Nicolaus Copernicus assumed that Earth was just another planet that orbited the Sun along with the other planets. He showed that this heliocentric (centred on the Sun) model was consistent with all observations and that it was far simpler than Ptolemy’s scheme. His belief that planetary motion had to be a combination of uniform circular motions forced him to include a series of epicycles to match the motions in the noncircular orbits. The epicycles were like terms in the Fourier series that are used to represent planetary motions today. (A Fourier series is an infinite sum of periodic terms that oscillate between positive and negative values in a smooth way, where the frequency of oscillation changes from term to term. They represent better and better approximations to other functions as more and more terms are kept.) Copernicus also determined the relative scale of his heliocentric solar system, with results that are remarkably close to the modern determination.

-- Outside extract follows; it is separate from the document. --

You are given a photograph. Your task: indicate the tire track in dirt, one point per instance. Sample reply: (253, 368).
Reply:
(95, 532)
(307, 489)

Nicolaus Copernicus. Nicolas Copernicus (1473-1543) Polish astronomer. In 1543 he published, forward proof of a Heliocentric (sun centered) universe. Coloured stipple engraving published London 1802. De revolutionibus orbium coelestium libri vi.
Britannica Quiz
All About Astronomy

Tycho Brahe (1546–1601), who was born three years after Copernicus’ death and three years after the publication of the latter’s heliocentric model of the solar system, still embraced a geocentric model, but he had only the Sun and the Moon orbiting Earth and all the other planets orbiting the Sun. Although this model is mathematically equivalent to the heliocentric model of Copernicus, it represents an unnecessary complication and is physically incorrect. Tycho’s greatest contribution was the more than 20 years of celestial observations he collected; his measurements of the positions of the planets and stars had an unprecedented accuracy of approximately 2 arc minutes. (An arc minute is 1/60 of a degree.)